Vie des gramoun

Simone s’accommode

10 mai 2011, par Jean Fabrice Nativel

500 euros ! Ce montant correspond à la retraite perçue par Simone tous les mois depuis 16 années. Rencontre avec cette gramoun courageuse.

Dès l’enfance, ses parents comptent sur elle pour donner la main à ses frères et ses sœurs. À l’intérieur comme à l’extérieur de la case, les travaux croulent. Le coup de “baliyé” passé, c’est le tour du “poulayé”. S’ajoute l’eau à “charoyé” de la fontaine publique à la maison. Elles ne sont pas de tout repos ses journées. Et par la suite de moins en moins, visez un peu.

Plus de 25 ans de travail, sans être déclarée

À l’adolescence, un gros propriétaire l’embauche pour travailler dans ses champs de canne à sucre : lors et hors période de coupe. Ne croyez surtout pas que le terme embauche signifie déclaration auprès de la caisse agricole. Loin de là ! D’ailleurs, la couleur d’une fiche de paie, la journalière ne la verra pas avec cet exploitant.
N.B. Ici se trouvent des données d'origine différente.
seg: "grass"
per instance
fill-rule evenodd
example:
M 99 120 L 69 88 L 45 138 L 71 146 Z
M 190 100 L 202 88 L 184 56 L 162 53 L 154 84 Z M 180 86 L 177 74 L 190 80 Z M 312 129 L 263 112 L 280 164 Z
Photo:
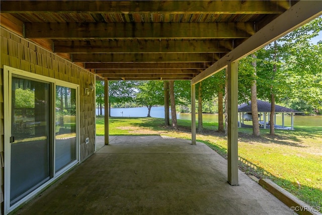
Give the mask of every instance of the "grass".
M 154 118 L 111 117 L 110 135 L 164 135 L 191 139 L 191 121 L 178 120 L 180 130 L 164 125 Z M 97 118 L 97 134 L 104 135 L 104 118 Z M 205 143 L 224 158 L 227 138 L 215 130 L 216 123 L 204 123 L 197 140 Z M 311 206 L 322 207 L 322 127 L 296 126 L 295 130 L 238 128 L 239 167 L 246 174 L 270 178 Z

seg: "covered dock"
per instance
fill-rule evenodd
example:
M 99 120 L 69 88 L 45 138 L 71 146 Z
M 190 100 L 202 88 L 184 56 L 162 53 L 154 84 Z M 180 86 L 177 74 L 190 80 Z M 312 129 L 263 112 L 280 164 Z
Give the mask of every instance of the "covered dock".
M 271 104 L 269 102 L 257 100 L 257 109 L 259 113 L 259 121 L 260 126 L 263 128 L 269 128 L 270 126 L 269 118 L 271 113 Z M 244 103 L 238 105 L 238 112 L 239 113 L 239 127 L 242 127 L 244 124 L 244 120 L 252 121 L 252 102 Z M 276 113 L 282 114 L 282 125 L 276 124 Z M 284 130 L 294 130 L 294 114 L 300 113 L 300 111 L 275 105 L 275 112 L 274 114 L 274 128 L 276 129 L 282 129 Z M 263 119 L 262 119 L 263 113 Z M 284 123 L 284 116 L 285 114 L 291 115 L 291 126 L 286 127 Z

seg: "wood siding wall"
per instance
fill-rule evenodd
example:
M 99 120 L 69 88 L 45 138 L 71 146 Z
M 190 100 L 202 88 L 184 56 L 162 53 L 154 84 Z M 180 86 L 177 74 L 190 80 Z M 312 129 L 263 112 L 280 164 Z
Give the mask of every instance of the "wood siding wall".
M 95 137 L 95 94 L 85 95 L 85 89 L 95 83 L 95 75 L 72 62 L 1 28 L 0 60 L 0 171 L 1 208 L 3 208 L 4 171 L 4 65 L 79 85 L 80 160 L 94 152 Z M 90 142 L 85 144 L 89 137 Z M 3 210 L 1 211 L 3 212 Z

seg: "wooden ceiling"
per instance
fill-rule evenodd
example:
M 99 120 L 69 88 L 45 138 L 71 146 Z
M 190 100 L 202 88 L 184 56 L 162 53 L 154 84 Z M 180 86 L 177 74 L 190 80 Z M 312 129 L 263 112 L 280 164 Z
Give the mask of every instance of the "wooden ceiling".
M 109 80 L 191 80 L 297 1 L 3 1 L 2 26 Z

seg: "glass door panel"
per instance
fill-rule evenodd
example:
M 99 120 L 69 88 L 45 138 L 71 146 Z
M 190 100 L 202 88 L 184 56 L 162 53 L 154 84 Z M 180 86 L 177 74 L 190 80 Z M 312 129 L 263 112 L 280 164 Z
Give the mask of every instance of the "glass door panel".
M 12 78 L 10 204 L 50 177 L 48 83 Z
M 56 87 L 55 170 L 76 159 L 76 90 Z

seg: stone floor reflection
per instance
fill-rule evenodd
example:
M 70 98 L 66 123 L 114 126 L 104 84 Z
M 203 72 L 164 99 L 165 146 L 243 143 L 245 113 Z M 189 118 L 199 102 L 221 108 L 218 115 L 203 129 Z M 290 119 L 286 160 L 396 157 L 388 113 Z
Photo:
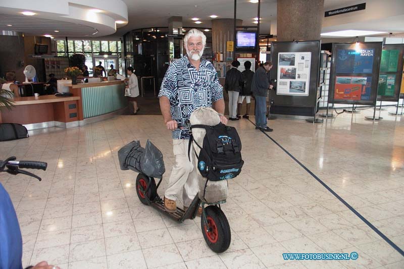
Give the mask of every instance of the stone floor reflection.
M 389 109 L 392 111 L 392 107 Z M 323 124 L 271 121 L 270 136 L 399 247 L 404 249 L 404 117 L 370 109 Z M 254 121 L 253 117 L 250 118 Z M 81 128 L 30 132 L 0 143 L 0 158 L 48 163 L 40 182 L 1 175 L 20 222 L 23 265 L 62 268 L 404 268 L 404 257 L 246 120 L 230 122 L 243 142 L 243 172 L 223 206 L 232 243 L 218 255 L 200 219 L 178 224 L 140 203 L 136 175 L 119 169 L 126 143 L 149 139 L 174 161 L 160 116 L 122 116 Z M 163 180 L 161 195 L 167 187 Z M 288 261 L 283 253 L 347 252 L 350 261 Z

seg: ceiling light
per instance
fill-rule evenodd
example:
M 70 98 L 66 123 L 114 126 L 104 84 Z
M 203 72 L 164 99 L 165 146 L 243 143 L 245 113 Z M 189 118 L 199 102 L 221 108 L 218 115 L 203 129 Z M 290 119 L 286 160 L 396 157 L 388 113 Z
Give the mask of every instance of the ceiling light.
M 337 31 L 335 32 L 329 32 L 323 33 L 322 36 L 343 36 L 353 37 L 361 36 L 363 35 L 370 35 L 373 34 L 383 34 L 387 32 L 377 32 L 376 31 L 364 31 L 362 30 L 345 30 L 343 31 Z
M 24 11 L 24 12 L 21 12 L 21 13 L 25 16 L 33 16 L 36 14 L 30 11 Z

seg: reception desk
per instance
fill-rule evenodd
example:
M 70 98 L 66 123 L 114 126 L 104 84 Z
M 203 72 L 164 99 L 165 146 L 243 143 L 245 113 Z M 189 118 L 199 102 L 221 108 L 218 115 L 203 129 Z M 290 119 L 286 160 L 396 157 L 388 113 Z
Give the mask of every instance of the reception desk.
M 78 84 L 69 88 L 72 96 L 14 98 L 11 111 L 0 111 L 0 123 L 19 123 L 28 130 L 70 128 L 111 118 L 127 105 L 123 81 Z
M 78 96 L 21 97 L 14 98 L 14 101 L 11 110 L 3 108 L 0 111 L 0 123 L 19 123 L 28 130 L 78 126 Z

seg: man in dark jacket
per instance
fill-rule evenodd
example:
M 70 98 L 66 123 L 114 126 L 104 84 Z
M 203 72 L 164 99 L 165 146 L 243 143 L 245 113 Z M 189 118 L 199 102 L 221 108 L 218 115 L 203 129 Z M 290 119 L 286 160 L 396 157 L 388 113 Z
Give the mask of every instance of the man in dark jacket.
M 241 72 L 244 81 L 244 87 L 242 87 L 241 92 L 238 96 L 238 104 L 237 105 L 238 114 L 237 117 L 241 118 L 241 105 L 242 105 L 243 100 L 245 98 L 245 102 L 247 103 L 247 109 L 245 111 L 245 114 L 243 116 L 244 119 L 248 119 L 249 117 L 249 107 L 251 104 L 251 83 L 252 82 L 252 76 L 254 72 L 250 70 L 251 68 L 251 62 L 247 61 L 244 63 L 244 67 L 245 70 Z
M 251 89 L 256 99 L 256 129 L 272 132 L 267 126 L 267 95 L 268 89 L 273 86 L 268 81 L 267 73 L 272 68 L 272 63 L 266 62 L 258 68 L 252 77 Z
M 229 120 L 238 121 L 238 118 L 236 116 L 237 103 L 243 80 L 241 72 L 237 69 L 240 66 L 240 62 L 237 60 L 233 61 L 231 65 L 231 69 L 226 74 L 224 89 L 229 94 Z

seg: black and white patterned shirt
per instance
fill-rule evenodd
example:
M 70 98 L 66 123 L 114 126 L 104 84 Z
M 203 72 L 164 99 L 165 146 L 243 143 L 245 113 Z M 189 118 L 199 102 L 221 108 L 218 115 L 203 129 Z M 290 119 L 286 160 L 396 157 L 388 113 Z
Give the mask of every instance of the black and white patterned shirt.
M 201 59 L 197 71 L 186 55 L 170 65 L 159 93 L 159 98 L 161 96 L 170 100 L 173 120 L 184 126 L 194 110 L 211 107 L 213 103 L 223 99 L 223 88 L 210 62 Z M 174 139 L 189 139 L 188 130 L 185 129 L 177 129 L 172 135 Z

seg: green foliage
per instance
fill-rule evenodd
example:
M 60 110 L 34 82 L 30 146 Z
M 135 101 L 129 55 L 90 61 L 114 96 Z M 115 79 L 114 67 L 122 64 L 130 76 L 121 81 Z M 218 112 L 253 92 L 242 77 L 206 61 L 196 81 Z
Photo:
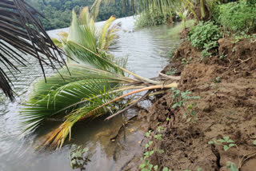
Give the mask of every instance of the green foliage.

Inutile de la lui demander, sa réponse est catégorique « c’est ça ou rien ».

Avec courage, elle coupe la canne. De grand matin, elle se trouve sur le domaine à dépailler, couper, « charoyé », entasser. Entre temps, « monsieur » scrute le travail accompagné de remarques. Gare à vous s’il vous vient à l’esprit de lui répondre. « Je me retenais, j’avais déjà une famille à nourrir », se souvient-elle.

Une retraite à taux plein !

À l’âge de 35 ans, « j’apprends qu’une école embauche ». Ne sachant, ni lire, ni écrire, elle hésite à postuler. Encouragée par ses proches, elle se lance. Sa candidature est retenue pour un entretien qu’elle satisfait. Dorénavant, elle veille sur les enfants le matin avant leur entrée en classe, le midi après le repas et à 16 heures au moment du goûter.

Jusqu’à l’âge de 60 ans, elle choie les bouts de choux. Ce qui n’est pas pour lui déplaire puisque son enfance, elle l’a « sacrifiée ». À leur égard, elle est très attentionnée, elle leur apporte amour et tendresse. Nombreux se souviennent d’elle.

Un quotidien « difisil »

Évoquons avec Simone son quotidien. Chaque mois depuis 16 ans, une retraite à taux plein du fait de ses 8 enfants lui est versée. Tenez-vous bien, elle s’élève à 500 euros — seulement ! Une analyse de l’INSEE et du CESER de La Réunion (n°184 – mai 2011) sur les “Niveaux de vie des personnes âgées en 2008” (1) révèle que “plus de la moitié des personnes âgées de 65 ans et plus ont un niveau de vie mensuel compris entre 633 euros, montant du minimum vieillesse, et 1.000 euros” (…) “Malgré les minima sociaux, 51%, soit 32.100 personnes âgées ont un niveau de vie inférieur au seuil de pauvreté nationale, fixé à 911 euros”.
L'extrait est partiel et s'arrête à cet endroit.